Additionally, Wellington said with September still a long way away and with a number of things that could happen between then and now, any misgivings could be premature.

“Mr Ricketts' statement can be viewed in a number of different ways; I don't know that we will find it more difficult because of our competence and our level of organisation, so while it may defineately be a bigger challenge, it may actually not be more difficult because of how we organise and plan for our events,” said the ISSA boss.

Wellington conceded that the bigger challenge could be that there are 130-plus teams playing in schoolboy football with the teams spread all across the island, against 12 in the Premier League.

“We have bigger crowd support than every other football competition in the country, [and] it genuinely means it could be a bigger challenge, but I think where we maybe able to overcome these challenges is the support structures that we have in place for schoolboy football, and therefore, we would be able to overcome these challenges a little bit easier than the JFF would have been able to deal with their club football,” he said.

With another eight months to go before the official start of schoolboy football, Wellington pointed out “that hopefully by then things will not be as challenging as they are now”.

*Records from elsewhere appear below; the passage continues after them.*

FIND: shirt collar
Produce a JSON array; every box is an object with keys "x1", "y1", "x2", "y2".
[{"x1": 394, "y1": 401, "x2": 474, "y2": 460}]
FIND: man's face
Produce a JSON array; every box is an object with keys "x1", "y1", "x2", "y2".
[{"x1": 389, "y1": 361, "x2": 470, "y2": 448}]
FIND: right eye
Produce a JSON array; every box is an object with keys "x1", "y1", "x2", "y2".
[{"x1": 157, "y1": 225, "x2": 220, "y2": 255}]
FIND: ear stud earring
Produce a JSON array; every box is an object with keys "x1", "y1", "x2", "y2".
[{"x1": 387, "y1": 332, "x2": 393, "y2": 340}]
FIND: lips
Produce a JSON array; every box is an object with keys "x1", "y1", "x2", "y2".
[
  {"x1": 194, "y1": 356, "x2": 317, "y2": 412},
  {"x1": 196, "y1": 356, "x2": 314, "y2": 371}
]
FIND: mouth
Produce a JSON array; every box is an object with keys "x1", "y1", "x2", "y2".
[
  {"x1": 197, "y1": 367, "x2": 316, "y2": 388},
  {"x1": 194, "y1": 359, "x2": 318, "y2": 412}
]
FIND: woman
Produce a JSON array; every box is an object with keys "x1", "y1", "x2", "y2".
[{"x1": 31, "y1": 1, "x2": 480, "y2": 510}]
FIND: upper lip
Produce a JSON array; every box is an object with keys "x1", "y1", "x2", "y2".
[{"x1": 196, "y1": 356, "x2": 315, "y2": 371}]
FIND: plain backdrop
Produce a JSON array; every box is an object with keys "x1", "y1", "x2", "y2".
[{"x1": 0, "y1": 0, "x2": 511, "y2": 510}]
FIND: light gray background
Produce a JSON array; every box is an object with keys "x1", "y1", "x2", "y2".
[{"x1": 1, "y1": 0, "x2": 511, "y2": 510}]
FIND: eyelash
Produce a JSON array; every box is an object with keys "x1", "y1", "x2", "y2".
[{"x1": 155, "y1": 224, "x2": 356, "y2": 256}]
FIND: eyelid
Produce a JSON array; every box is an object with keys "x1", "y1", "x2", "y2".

He also postulated that his organisation could also use new formats, not neccesarily the official ones, if they were to play some football in April or May.

“{I don't know] if Mr Ricketts would have been referring to schoolboy football in its regular format or any football in shools...if we are talking about general football in schools, it may not be as difficult because football in schools may not neccesarily require the level of formalities that comes with cometitive football,” Wellington asserted.

“For example, we could decide that our football within the school system could take other formats; we could play nine a side or no contact football which means no tackling because you are not actually playing football at a competitive level in that case.

“Say we wanted to play some fotball in April or May, we could reduce the competition to eight or nine a side, we could say that there should be no tackling or no man marking and then it would not be a formal football competition,” the ISSA president said.